I didn't need to see to recognize that voice. Damnit, I should have known the second she started with the liquid sex part. Oh yippee, we're doing the Madara thing again, slash sarcasm. I sighed and looked up to read the subtitles, trying to understand what she was carrying on about.

"Can't you drop the Uchiha wank for one night?" I asked tiredly, pushing aside my heavy dyed bangs. I really hated when she started with this. I was probably being too mean though. I decided to lighten up on her, if only for the fact we hadn't seen each other in about a week and a half.

"Well aren't you an ornery bitch," Claire commented wryly, confirming my suspicions.

"My bad," I told her with a wink, drawing a heart with Jenn plus Claire written in the middle. I flashed the sign at her.

A clarification: we're not interested in each other that way. It's just the way we roll.

"What have you been up to all this time?" Madara asked one of the other characters in the background.

She winked back at me and said, "Sorry girlfriend, my heart belongs to this stud." She pointed at him. "I haven't been up to anything bad, I swear," she answered him, nuzzling his 2D face. I heard the static as she rubbed her skin against the tv. Such a classy lady.

"You were supposed to bring me back with the Rinne Tensei."

I narrowed my eyes in disinterest. His voice was starting to get annoying; especially considering Claire kept turning up the volume _every_ single time he spoke. "Why don't you just watch it in English?"

Claire stopped molesting the television to turn around and give me a 'WTF' look liberally peppered with 'you are so stupid'. "Because it literally came out last Thursday? Also I don't watch dubs, you know this. Duh," she sassed me a little in return, her lower lip jutting out in what I guess she thought was a cute pout but it looked more like she was constipated.

I couldn't contain my grin and chuckled at her. "Sorry, you're right. I can't follow all the different series you watch. Is this the episode where Naruto beats the ever-loving shit out of Sonic the Hedgehog?" I wasn't a big anime fan, most of my information coming from Claire. Out of all the anime she subjected me to, I enjoyed Naruto the most but I certainly didn't follow it the way she did. Hell, most of the time I didn't even bother paying attention to it.

_Huge mistake number one. _

And if you haven't guessed by now, I was no Madara fan. I didn't get why Claire worshipped him so much. He's far too OP for my tastes (OP meaning overpowered for those of you that aren't staunch MMO players).
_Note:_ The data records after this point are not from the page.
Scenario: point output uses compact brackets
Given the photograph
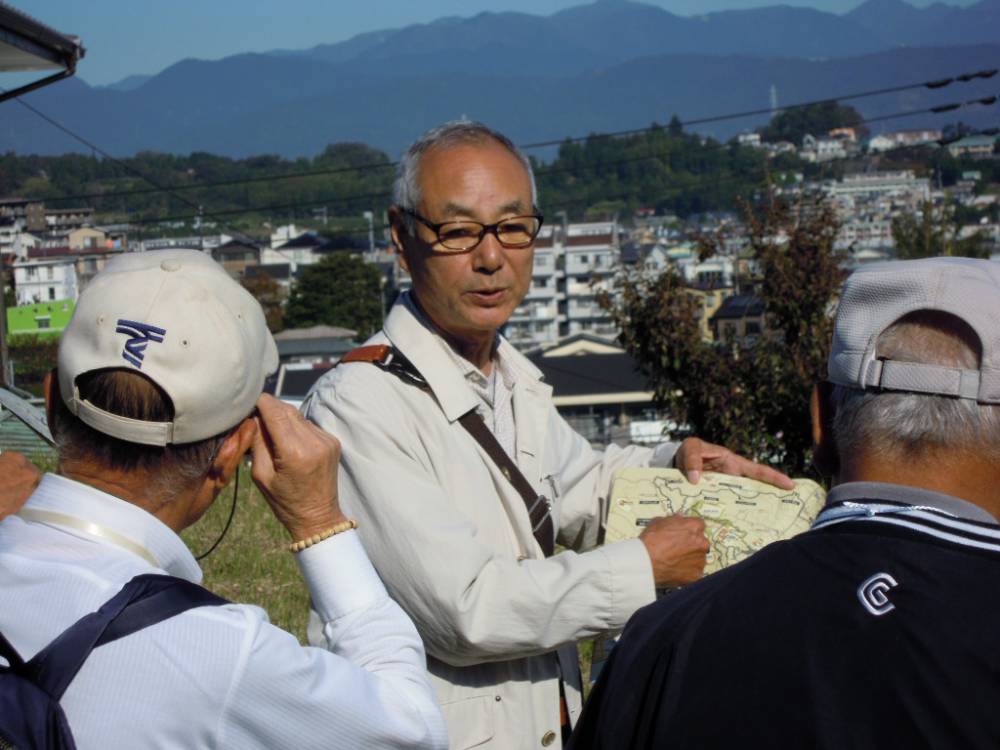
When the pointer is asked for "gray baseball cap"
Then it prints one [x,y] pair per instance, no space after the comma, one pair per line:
[179,319]
[876,296]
I was hoping Naruto in all his fiery, glowing glory was going to whip dat ass one of these days, simply to see Claire's hilarious reaction. I suppose if I had to pick a favourite character from memory, it would be the shark-guy Kisame from the Akatsuki that Claire also so loved – not nearly as much as she loved Madara though.
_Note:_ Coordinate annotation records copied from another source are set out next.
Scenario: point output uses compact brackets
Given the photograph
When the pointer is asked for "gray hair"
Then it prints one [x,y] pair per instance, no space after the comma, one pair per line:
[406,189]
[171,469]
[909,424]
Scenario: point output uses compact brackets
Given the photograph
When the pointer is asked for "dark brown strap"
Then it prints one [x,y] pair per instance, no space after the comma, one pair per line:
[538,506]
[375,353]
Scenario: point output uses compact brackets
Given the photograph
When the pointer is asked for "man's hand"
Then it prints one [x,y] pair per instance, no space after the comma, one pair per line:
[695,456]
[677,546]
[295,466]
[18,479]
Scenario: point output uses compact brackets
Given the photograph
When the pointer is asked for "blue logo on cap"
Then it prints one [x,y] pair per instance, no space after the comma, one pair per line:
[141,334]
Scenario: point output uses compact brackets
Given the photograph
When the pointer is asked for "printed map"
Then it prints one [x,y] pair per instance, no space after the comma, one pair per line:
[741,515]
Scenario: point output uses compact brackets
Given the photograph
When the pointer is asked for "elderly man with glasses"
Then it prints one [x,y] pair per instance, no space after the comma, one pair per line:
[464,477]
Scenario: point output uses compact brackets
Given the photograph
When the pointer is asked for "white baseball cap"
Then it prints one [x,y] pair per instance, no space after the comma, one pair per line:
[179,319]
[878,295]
In response to my question Claire gasped in horror, hands flying back to the tv screen. She stroked it like a madwoman, never breaking eye-contact with me and whispering heatedly, "Don't listen to her Madara-sama, I'll always love you, I promise. I'm here for you."

"I can't depend on any of you," said Madara on screen with a displeased expression.

Claire's face was priceless.

I cracked up laughing at the odd coincidence and her utterly forlorn cry of "Why have you forsaken me, God of the Uchiha!"

_I guess they're not bad looking for being cartoons,_ I considered, somewhat weirded-out by my own thoughts. _Good lord, I can't believe I'm thinking about this! What has that woman done to me?_

The rest of the episode continued on with the back-story of the other villain, which Claire lamented since she wanted to perv some more on the young-looking Madara, not his senior-citizen self. Like usual, I ended up not listening too closely, more entranced with my small sketches and notes on the next chapter of the novel I was writing. Yay vampires? Meh.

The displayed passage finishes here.